In its final phase, we hope that any user who wants to will be able to run a “watcher” as part of their own wallet, and so the server costs will become effectively none, while the benefits are fully mutually beneficial among those participating.
In Historical Context
At MetaMask, this is a very special day for us. At our first ever team retreat, a number of our team members (including Aaron Davis, Herman Junge, and Dmitry Ryajov) had a vision and kicked off a very similar project we called Mustekala. That work eventually stopped for various reasons, but we’ve long known that letting users cache state for the contracts they care about is a missing ingredient in allowing smart contracts to more fully decentralize.
In my office, I still have the original notepad sheet that the Mustekala team filled out when first forming the concept. It was a wonderful time, a great idea, and has remained out of reach until now.
At Laconic, Rick Dudley and his team have spent the last six years doing the hard work of building a special fork of Go-Ethereum (geth) that serves the Ethereum data in the IPLD format, which makes it cheap and efficient for clients to request proofs of blocks of storage, so they can peer gossip it, as well as the client side code that enables clients to gossip incomplete “slices” of the blockchain state, and exposes that state via a GraphQL API. It’s hard to overstate what an achievement this is for bringing down the computational cost of privacy, scalable data distribution, and also speed of data lookups for users who repeatedly use the same contracts but don’t necessarily run their own full node.
Get Started Today
If you want to try out MobyMask, you can head to mobymask.com. If you’d like to try out self-hosting an IPLD-gossiping fork of geth, you can get started using this guide from Laconic here. If you’d like to build a browser-based application that draws from the Laconic MobyMask network, you can monitor progress on the mobymask-watcher here.

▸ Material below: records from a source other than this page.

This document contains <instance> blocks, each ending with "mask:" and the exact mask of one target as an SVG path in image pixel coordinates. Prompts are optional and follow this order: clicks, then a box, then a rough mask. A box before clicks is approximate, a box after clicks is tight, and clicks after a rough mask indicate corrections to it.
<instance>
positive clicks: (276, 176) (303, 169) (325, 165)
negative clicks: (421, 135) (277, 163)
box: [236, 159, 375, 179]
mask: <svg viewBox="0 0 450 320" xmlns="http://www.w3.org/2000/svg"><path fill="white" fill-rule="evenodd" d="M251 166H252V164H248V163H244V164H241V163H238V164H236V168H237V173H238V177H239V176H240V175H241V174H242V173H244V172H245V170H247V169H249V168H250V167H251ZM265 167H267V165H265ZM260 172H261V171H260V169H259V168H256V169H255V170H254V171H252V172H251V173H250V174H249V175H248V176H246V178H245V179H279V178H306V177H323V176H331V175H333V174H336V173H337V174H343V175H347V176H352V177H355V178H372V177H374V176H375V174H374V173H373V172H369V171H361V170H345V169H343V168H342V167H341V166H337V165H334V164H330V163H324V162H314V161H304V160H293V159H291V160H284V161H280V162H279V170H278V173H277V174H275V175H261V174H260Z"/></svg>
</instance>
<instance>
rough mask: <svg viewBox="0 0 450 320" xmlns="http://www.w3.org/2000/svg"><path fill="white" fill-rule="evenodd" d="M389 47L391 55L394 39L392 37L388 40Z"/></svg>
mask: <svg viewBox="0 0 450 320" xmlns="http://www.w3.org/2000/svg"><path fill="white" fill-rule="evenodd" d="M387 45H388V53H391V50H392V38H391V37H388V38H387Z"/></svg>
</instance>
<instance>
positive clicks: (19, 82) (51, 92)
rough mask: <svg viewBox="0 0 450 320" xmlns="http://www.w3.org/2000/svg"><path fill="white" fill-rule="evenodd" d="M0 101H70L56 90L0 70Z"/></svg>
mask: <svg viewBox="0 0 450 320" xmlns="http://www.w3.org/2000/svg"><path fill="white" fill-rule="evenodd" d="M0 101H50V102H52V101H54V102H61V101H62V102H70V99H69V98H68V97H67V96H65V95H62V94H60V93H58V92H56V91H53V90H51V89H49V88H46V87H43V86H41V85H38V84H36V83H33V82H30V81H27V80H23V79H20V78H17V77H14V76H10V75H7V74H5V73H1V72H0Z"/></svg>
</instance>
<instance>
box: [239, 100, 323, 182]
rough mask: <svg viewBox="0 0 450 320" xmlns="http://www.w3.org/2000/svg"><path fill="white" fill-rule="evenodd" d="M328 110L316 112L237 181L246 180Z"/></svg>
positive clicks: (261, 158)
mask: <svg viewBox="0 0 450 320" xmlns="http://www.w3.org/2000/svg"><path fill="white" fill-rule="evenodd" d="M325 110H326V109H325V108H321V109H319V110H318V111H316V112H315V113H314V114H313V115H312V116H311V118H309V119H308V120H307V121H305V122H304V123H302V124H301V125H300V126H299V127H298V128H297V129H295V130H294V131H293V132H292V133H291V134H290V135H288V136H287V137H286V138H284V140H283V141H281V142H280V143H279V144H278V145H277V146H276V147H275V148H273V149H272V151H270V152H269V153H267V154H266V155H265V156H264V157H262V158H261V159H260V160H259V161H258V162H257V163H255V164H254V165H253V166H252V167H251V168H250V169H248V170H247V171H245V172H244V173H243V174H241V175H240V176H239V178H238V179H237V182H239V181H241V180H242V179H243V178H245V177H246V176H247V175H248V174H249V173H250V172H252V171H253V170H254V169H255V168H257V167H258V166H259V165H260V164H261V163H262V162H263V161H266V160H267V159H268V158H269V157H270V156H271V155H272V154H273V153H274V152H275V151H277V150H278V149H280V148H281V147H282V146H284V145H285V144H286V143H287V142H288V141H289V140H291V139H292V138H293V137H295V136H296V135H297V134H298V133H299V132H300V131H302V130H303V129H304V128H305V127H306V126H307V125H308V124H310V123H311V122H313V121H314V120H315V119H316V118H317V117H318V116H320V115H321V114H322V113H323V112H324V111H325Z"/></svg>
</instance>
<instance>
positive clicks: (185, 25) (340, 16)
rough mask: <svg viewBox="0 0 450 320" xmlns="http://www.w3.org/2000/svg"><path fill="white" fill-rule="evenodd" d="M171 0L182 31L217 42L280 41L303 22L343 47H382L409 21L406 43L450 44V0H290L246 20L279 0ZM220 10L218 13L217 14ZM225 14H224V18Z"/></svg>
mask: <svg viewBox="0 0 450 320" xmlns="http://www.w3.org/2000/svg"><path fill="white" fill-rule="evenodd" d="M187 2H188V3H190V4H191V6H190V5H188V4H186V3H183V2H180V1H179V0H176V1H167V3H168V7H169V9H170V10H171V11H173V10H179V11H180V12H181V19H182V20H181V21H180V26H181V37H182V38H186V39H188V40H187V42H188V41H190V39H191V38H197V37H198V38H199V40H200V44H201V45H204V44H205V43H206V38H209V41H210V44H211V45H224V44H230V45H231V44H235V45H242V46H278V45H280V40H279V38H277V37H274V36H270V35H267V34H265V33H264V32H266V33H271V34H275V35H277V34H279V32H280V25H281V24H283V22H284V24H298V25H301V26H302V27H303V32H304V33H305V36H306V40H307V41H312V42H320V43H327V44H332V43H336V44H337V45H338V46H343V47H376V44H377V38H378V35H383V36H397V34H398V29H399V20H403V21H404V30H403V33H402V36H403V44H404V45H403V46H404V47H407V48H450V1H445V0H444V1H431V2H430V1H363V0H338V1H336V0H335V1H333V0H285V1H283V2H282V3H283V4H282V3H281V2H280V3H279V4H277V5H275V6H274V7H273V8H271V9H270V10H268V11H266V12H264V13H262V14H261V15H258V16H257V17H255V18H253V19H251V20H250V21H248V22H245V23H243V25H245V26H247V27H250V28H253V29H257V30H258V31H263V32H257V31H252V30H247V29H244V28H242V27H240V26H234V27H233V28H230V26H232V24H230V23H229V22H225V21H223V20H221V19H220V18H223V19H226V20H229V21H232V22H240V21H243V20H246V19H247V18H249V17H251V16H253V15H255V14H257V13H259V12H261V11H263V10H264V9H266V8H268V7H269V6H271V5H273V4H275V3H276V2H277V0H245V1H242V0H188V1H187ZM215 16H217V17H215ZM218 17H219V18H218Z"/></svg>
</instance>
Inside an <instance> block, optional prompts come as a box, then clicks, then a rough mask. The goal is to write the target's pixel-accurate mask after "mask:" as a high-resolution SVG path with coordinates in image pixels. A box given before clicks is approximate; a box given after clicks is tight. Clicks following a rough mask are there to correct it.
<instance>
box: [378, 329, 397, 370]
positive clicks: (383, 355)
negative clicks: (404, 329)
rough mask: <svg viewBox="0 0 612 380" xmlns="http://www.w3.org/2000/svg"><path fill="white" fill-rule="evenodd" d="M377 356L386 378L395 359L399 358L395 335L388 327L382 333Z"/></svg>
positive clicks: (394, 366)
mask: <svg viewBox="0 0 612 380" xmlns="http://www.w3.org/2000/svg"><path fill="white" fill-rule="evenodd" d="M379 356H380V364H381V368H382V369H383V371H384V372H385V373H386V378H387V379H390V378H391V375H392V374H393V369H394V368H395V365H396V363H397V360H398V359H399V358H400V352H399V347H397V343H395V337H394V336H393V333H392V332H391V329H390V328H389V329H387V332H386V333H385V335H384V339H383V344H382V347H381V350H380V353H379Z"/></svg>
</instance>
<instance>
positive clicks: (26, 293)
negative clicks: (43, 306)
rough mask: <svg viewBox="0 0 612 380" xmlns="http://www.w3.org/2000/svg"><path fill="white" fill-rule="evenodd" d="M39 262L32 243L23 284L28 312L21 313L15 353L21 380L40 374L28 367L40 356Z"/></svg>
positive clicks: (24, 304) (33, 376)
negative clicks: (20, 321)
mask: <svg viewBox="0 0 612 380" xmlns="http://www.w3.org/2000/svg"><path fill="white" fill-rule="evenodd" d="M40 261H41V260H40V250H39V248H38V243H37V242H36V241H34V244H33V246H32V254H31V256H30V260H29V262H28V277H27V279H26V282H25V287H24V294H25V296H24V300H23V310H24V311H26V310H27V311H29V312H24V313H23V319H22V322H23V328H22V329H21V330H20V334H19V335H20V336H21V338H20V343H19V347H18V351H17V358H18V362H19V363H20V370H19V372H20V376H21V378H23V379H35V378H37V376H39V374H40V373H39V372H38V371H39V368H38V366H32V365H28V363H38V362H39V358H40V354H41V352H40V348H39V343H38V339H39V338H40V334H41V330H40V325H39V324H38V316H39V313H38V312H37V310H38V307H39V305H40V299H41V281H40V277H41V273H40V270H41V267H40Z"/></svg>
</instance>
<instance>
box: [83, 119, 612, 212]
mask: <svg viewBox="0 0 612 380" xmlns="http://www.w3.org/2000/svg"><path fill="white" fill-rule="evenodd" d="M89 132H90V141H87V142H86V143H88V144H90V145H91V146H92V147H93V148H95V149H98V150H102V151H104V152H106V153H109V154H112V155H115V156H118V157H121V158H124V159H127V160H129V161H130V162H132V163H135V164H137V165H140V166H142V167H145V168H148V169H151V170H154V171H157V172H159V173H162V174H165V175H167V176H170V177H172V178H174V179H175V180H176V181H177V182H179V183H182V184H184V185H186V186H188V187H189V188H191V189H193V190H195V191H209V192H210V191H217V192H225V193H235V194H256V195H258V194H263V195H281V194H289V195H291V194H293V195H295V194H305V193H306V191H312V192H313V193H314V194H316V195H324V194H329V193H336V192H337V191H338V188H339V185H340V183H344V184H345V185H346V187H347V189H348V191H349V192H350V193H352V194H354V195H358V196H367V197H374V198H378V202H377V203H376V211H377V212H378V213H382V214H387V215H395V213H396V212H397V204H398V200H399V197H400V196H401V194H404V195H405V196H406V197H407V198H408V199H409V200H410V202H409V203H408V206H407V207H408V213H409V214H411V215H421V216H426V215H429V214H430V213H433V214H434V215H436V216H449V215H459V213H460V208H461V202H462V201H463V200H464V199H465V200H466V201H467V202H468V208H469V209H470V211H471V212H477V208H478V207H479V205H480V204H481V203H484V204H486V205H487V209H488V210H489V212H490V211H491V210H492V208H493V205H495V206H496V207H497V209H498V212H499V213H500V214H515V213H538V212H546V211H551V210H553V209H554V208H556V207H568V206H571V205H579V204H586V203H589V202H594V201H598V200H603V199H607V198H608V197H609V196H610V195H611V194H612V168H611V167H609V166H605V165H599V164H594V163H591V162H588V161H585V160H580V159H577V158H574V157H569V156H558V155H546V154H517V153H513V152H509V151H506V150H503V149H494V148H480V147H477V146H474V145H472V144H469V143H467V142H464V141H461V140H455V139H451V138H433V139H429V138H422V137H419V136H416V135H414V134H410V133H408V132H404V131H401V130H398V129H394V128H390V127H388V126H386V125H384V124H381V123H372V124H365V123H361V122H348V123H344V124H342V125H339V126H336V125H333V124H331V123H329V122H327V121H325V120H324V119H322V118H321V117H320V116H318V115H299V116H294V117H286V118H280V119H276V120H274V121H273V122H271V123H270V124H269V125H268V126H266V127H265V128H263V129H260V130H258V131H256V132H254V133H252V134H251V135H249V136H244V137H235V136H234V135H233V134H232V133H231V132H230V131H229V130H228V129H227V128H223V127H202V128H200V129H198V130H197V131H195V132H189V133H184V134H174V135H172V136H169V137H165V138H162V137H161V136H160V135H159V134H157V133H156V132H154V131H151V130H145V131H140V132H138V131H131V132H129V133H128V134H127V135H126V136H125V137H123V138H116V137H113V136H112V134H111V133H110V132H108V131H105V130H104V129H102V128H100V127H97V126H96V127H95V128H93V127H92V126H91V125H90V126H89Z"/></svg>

If you’re a developer who’d like to try setting up Laconic to help gossip and distribute access to another smart contract, you can follow the Laconic docs here.
If we’re going to build anything of value out of decentralized technology, we need to basically eliminate phishing from the equation. It’s going to take a lot of our creativity and ingenuity to put it all together, and we’re happy that Laconic and the Delegatable framework combine so well to create a highly scalable and privacy-preserving application whose safety remains rooted on the blockchain.